Some activists say privately that the violence at those events has deterred some activists from going out into the streets. And though many protesters on the left say they fear a return to office for Trump, many do not see themselves as aligned with the Democratic Party. Their main goal is changing policy, not electing a president.
Even so, many say a Trump presidency could put all of their goals at extreme risk, starting with the right to protest.
The Biden administration’s stance on the war between Israel and Hamas, which is fueling much of the anger among activists, is much closer to the protesters’ than Trump’s, who has endorsed Israeli control of contested lands and urged Israel to “get the job done” in Gaza.
“At some point, you have this bubbling up.
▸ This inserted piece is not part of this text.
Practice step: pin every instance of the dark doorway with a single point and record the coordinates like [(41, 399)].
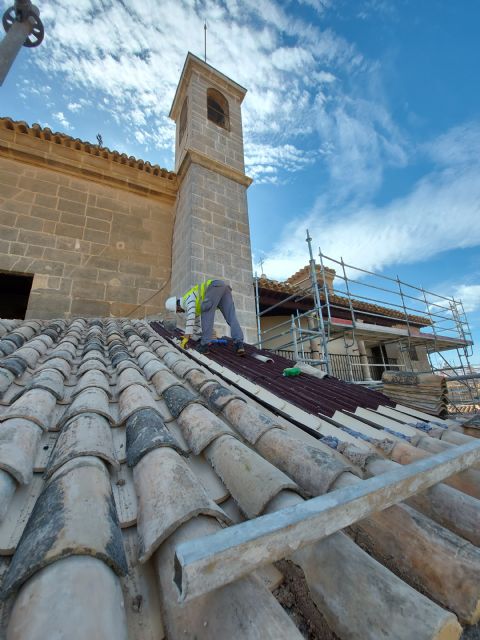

I don’t believe the protesters are saying, ‘We are protesting Biden because we want Trump.’ They already know what Trump is,” said the Rev. William Barber II, one of the nation’s leading civil rights and anti-poverty activists who directs the Center for Public Theology and Public Policy at Yale University.
When Trump arrived in Newport Beach on June 8, Orange County Democrats were too busy getting out the vote for down-ballot races to worry about the top of the ticket, said Ada Briceño, chair of the county party. Volunteers were knocking on doors, touting Dave Min for Congress and attending an ice cream social for Tammy Kim’s mayoral campaign in Irvine.
Susan Hildreth, president of the Democrats of Rossmoor in the Bay Area, said her volunteers have also kept busy writing postcards and door-knocking for Central Valley congressional candidates such as Rudy Salas. Her group is mostly composed of people over 55 who are less inclined to participate in protests, she said.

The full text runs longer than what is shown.